Não sou entendido no assunto mas o que tenho observado desde há várias décadas é que quando um país está em dificuldades a 1ª medida que toma é a desvalorização da moeda-é receita generalizada.Na Europa do euro, este foi criado para ter um valor equivalente ao dólar, neste momento tem umvalor de mais de 1,25 dolar. Não compreendo porque estando a moeda sobrevalorizada, estando a Europa em dificuldades não procede a uma acentuada desvalorização do euro-alguem me explica, é que a dúvida não é só minha.

m.f.de arede 11.06.2012

oi amigos estamos na desgraca de grande e longa duracao coitados dos europeus,veem mostrar ao resto mundo duas coisas..1.somos a civilizacao mais antiga
2 estamos de decandencia ou na incompetencia,pois conforme subimos vamos cair e so ler o principio de "peter""

Maria da Fonte 11.06.2012

Dou-lhe um exe. que demonstra que estas trupes do Sócrates,P.Coelho ou P.P. são todas iguais.
Ontem, 10 de Junho, fui à embaixada portuguesa comemorar o dia de Portugal. Fui só para ver se havia produtos portugueses.
A nossa embaixada promoveu:
Coca-cola, Whisky (Irlanda), queijos e vinhos franceses. Isto é só para lhe dizer, que em 7 anos que aqui estou, sempre foi assim. Eu acho que nem sequer deve ser o PP a preocupar-se com isto. Isto é cultural. Você já imaginou que estava meio mundo entre os convidados?
Todos queremos o bem de Portugal, só que uns pensam nisso e outros nem se lembram destes grandes pormenores, é cultural. Os espanhois, franceses e ingleses nunca se esquecem.

Maria da Fonte 11.06.2012

Os anglo-saxónicos dizem 100 biliões e nós dizemos 100.000 milhões.
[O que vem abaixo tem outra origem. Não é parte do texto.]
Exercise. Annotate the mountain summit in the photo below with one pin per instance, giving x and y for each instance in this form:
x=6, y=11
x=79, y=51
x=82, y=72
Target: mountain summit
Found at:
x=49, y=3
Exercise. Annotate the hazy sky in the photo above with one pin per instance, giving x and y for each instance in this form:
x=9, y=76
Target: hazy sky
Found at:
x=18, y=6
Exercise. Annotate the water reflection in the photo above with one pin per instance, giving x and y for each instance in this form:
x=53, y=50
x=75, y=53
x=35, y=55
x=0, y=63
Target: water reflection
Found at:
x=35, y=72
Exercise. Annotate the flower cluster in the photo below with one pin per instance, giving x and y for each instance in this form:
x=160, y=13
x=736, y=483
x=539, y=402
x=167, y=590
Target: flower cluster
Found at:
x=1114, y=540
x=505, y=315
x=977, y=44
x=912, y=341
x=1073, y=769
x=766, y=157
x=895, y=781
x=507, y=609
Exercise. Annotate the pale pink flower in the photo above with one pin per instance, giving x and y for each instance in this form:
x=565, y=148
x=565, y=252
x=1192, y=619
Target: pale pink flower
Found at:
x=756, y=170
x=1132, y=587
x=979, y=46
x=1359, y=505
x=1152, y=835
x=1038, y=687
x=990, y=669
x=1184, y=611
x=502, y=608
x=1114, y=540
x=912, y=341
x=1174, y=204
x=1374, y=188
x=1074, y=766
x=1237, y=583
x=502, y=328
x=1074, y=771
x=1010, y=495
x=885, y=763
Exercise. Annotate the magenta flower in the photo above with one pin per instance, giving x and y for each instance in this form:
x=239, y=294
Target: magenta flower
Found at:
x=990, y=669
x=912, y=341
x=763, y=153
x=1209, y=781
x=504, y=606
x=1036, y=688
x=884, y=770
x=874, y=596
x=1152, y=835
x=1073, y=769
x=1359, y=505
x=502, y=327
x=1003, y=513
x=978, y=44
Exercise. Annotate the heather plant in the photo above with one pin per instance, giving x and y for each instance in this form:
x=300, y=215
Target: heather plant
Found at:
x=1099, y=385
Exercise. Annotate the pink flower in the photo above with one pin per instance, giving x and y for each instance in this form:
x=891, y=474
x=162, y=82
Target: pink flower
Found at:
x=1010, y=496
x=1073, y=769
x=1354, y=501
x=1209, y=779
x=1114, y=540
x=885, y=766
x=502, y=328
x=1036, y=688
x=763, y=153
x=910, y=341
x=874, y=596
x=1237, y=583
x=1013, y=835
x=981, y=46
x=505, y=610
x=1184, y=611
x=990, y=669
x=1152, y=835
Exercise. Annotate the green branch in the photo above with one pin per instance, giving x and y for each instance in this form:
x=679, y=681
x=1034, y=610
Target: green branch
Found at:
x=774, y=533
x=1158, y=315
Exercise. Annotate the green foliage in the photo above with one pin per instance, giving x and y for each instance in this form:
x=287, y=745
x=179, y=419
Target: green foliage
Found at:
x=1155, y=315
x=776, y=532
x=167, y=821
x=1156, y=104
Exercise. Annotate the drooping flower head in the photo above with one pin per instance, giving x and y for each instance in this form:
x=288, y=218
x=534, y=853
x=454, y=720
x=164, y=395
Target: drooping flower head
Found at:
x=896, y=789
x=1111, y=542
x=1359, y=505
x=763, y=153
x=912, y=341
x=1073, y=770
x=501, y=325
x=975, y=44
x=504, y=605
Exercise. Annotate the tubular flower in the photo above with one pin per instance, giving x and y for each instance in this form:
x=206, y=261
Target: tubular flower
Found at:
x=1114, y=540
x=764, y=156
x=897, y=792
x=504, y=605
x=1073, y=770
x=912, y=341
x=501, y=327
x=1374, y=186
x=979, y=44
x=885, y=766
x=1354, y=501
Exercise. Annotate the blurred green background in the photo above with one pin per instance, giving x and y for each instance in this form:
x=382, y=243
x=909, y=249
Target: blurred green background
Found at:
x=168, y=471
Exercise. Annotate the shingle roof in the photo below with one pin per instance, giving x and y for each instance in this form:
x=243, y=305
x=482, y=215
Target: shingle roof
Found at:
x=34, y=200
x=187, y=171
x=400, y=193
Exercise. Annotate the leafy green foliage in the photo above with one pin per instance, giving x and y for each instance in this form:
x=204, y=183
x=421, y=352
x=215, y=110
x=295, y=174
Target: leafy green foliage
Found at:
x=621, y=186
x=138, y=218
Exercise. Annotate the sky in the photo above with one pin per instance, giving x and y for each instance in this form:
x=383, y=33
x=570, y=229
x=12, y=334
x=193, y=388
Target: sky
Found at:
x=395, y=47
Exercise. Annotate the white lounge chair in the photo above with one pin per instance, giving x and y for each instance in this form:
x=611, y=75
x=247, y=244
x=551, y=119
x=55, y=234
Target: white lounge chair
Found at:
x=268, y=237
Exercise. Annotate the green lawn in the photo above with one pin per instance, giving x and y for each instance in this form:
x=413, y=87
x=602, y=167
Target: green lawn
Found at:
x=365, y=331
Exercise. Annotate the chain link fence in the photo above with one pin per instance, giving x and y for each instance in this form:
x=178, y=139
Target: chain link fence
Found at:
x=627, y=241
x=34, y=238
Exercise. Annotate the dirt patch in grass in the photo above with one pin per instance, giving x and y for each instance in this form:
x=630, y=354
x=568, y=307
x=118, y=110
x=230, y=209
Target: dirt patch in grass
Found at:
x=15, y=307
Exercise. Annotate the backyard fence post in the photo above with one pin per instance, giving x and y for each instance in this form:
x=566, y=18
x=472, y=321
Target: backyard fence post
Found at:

Enfim pormenores.
Se bem compreendeu a minha mensagem, ela pretendia desmentir a mentira que foi e que continua a ser vendida aos portugueses, de que, a dívida e tudo resto é culpa do Sócrates. Até mesmo... o aumento da nova dívida de há 1 ano para cá, claro...blá,blá,.
O meu partido chama-se Portugal.O Sr. afirma que também não tem partido. No entanto para defender as actuais politicas argumenta com a tal mentira.
Ora, o objectivo da mentira política, é pôr portugueses uns contra os outros, enquanto se distraem nesse combate esquecem os incompetentes que nos governam.